Se despertó con el ruido de cristales rotos en el salón y abrió los ojos de par en par. Quiso saber la hora que era: las cuatro de la madrugada. Estaba segura de que el causante del estruendo era Papá Noel que había entrado en su casa por la ventana. Se le olvidó dejarla abierta. Eva se sentó en la cama frotándose las manos de una manera emocionada e infantil. ¿Qué tenía que hacer ahora? ¿Quedarse en la cama y esperar a la mañana para descubrir su regalo junto al árbol? Dedujo que Papá Noel se movía alrededor del árbol por el ruido que producían las luces al chocar entre sí. Eva salió descalza de su habitación y recorrió con sigilo el pasillo que llevaba hasta el salón.
La estancia solo estaba iluminada por el parpadeo colorido del árbol y Eva no conseguía entender lo que estaba viendo. Sin embargo, su instinto le aceleró la respiración y preparó su cuerpo para huir si la criatura que había descubierto resultaba ser un peligro. Junto al árbol, un ser encorvado que llegaba hasta el techo y que tenía la consistencia de un árbol muerto al que han cubierto con una sábana de terciopelo de color rojo sangre, depositaba pesados paquetes en el suelo para salir a continuación al exterior saltando por la ventana rota. Eva atravesó el salón, cortándose la planta de los pies con los cristales rotos y, se asomó, escudriñando las terrazas, las calles y el cielo por el que empezaban a asomar los primeros rayos del sol. No había rastro del viejo decrépito ni de su trineo mágico. Mientras volvía a sentirse defraudada porque no entendía a qué se debían tantos paquetes siendo que ella le había pedido solo una cosa, se percató de que los pies se le humedecían y eso le hizo prestar atención al suelo. Vio sangre en sus pies y cayó en la cuenta de que se había cortado con los cristales. Aunque había demasiada para provenir de sus finas heridas. Se fijó en un reguero rojo que emanaba de los cinco regalos de diferentes tamaños dejados a los pies del árbol. Se acercó y agarró uno mediano. Notó que un líquido se escapaba entre los pliegues del papel navideño en el que iba envuelto. Con el bulto en las manos, se acercó al interruptor y encendió la lámpara grande del techo. Lo que contempló al abrir el paquete, le hizo soltarlo de golpe y acabó estrellándose contra el suelo produciendo un sonido hueco. Mientras, Eva gritaba temiendo perder la cordura. Arrodillada, abrazando todos los sanguinolentos paquetes, lanzó un alarido eterno al comprender que Papá Noel había satisfecho su petición: tenía con ella el cuerpo desmembrado de Daniel.
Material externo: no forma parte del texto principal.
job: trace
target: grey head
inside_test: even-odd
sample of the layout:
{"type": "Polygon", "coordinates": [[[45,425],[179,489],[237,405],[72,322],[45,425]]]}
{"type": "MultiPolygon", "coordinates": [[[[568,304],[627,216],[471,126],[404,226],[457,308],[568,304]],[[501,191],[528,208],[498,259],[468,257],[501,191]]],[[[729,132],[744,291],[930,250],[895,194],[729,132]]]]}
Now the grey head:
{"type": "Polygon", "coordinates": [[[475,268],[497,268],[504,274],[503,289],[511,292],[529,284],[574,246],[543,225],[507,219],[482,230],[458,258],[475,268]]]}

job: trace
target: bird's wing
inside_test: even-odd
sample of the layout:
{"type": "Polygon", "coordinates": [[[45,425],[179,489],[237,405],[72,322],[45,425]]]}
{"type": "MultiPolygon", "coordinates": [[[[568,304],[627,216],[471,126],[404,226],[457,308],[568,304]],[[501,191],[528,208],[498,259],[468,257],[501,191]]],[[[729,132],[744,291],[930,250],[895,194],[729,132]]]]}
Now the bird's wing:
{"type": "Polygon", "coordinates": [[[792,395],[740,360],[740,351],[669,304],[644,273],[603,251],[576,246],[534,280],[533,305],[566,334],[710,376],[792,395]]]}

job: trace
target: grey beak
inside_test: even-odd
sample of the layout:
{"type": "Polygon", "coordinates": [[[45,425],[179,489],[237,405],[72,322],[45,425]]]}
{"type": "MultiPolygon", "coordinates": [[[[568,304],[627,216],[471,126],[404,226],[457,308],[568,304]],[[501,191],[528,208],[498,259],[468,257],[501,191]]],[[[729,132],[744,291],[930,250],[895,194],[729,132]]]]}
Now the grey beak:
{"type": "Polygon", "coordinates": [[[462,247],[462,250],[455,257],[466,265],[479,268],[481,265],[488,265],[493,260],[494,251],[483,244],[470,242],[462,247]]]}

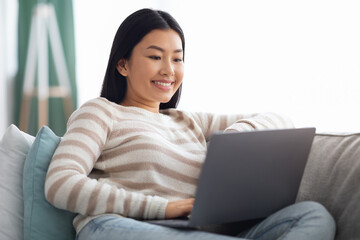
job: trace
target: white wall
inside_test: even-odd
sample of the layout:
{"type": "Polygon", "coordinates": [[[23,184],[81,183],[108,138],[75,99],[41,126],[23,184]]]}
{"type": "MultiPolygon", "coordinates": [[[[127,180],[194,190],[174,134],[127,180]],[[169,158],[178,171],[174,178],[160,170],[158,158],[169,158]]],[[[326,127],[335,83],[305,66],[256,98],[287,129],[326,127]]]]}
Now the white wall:
{"type": "MultiPolygon", "coordinates": [[[[5,14],[5,2],[0,1],[0,36],[5,35],[5,23],[4,23],[4,14],[5,14]]],[[[5,42],[4,38],[0,37],[0,113],[6,112],[6,78],[5,78],[5,42]]],[[[0,116],[0,136],[4,132],[7,122],[5,122],[6,114],[1,114],[0,116]]]]}
{"type": "Polygon", "coordinates": [[[80,104],[99,95],[121,21],[139,8],[152,7],[169,11],[185,32],[179,108],[275,111],[292,117],[298,127],[360,131],[359,1],[162,4],[74,0],[80,104]]]}
{"type": "Polygon", "coordinates": [[[9,101],[15,77],[15,42],[14,31],[17,21],[14,20],[16,1],[0,0],[0,136],[11,123],[12,102],[9,101]]]}
{"type": "Polygon", "coordinates": [[[14,0],[0,0],[0,136],[13,120],[17,71],[17,9],[14,0]]]}

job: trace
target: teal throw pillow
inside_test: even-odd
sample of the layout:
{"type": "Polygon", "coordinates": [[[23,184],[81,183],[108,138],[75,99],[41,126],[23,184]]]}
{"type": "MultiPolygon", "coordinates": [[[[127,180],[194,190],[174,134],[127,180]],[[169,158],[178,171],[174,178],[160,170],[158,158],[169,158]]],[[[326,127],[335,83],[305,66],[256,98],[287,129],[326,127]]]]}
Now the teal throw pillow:
{"type": "Polygon", "coordinates": [[[26,157],[23,173],[24,239],[75,239],[76,214],[55,208],[45,199],[44,185],[50,160],[61,138],[44,126],[26,157]]]}

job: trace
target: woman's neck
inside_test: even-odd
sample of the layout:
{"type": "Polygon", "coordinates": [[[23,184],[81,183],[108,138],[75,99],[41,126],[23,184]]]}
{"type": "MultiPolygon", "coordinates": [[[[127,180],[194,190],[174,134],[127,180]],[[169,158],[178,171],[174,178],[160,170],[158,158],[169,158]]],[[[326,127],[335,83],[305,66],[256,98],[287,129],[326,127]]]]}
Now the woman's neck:
{"type": "Polygon", "coordinates": [[[156,103],[145,104],[142,102],[131,101],[131,100],[124,100],[120,103],[120,105],[127,106],[127,107],[138,107],[138,108],[142,108],[142,109],[145,109],[145,110],[153,112],[153,113],[159,113],[159,108],[160,108],[160,103],[159,104],[156,104],[156,103]]]}

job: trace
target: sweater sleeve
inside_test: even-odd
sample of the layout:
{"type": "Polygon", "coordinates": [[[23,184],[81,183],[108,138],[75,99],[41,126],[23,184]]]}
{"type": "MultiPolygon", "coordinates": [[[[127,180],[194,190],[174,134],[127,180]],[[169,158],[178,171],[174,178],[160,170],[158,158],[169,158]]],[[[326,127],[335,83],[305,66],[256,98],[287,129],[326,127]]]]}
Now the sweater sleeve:
{"type": "Polygon", "coordinates": [[[207,141],[213,133],[220,131],[251,131],[294,127],[289,117],[271,112],[234,115],[199,112],[191,114],[202,129],[207,141]]]}
{"type": "Polygon", "coordinates": [[[89,177],[112,129],[112,108],[100,98],[75,111],[45,181],[46,199],[82,215],[116,213],[139,219],[165,217],[167,199],[117,188],[89,177]]]}

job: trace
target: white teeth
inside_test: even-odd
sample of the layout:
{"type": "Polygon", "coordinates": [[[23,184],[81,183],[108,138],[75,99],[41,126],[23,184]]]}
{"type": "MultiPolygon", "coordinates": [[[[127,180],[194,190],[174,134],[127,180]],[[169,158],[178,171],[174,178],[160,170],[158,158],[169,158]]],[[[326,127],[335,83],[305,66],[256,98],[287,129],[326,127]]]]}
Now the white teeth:
{"type": "Polygon", "coordinates": [[[164,83],[164,82],[155,82],[154,81],[154,83],[157,85],[165,86],[165,87],[169,87],[171,85],[171,83],[164,83]]]}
Entre la sangre, distinguió su pañuelo de papel, que había servido como carta, con un mensaje de respuesta escrito por el otro lado. “La próxima vez pide el deseo con más antelación. Tu regalo se ha resistido y no podía perder el tiempo negociando con él pues el amanecer estaba cerca. Disfruta de tu merecido obsequio. Tu amigo, Papá Noel. Recuerda, Eva: la magia existe.”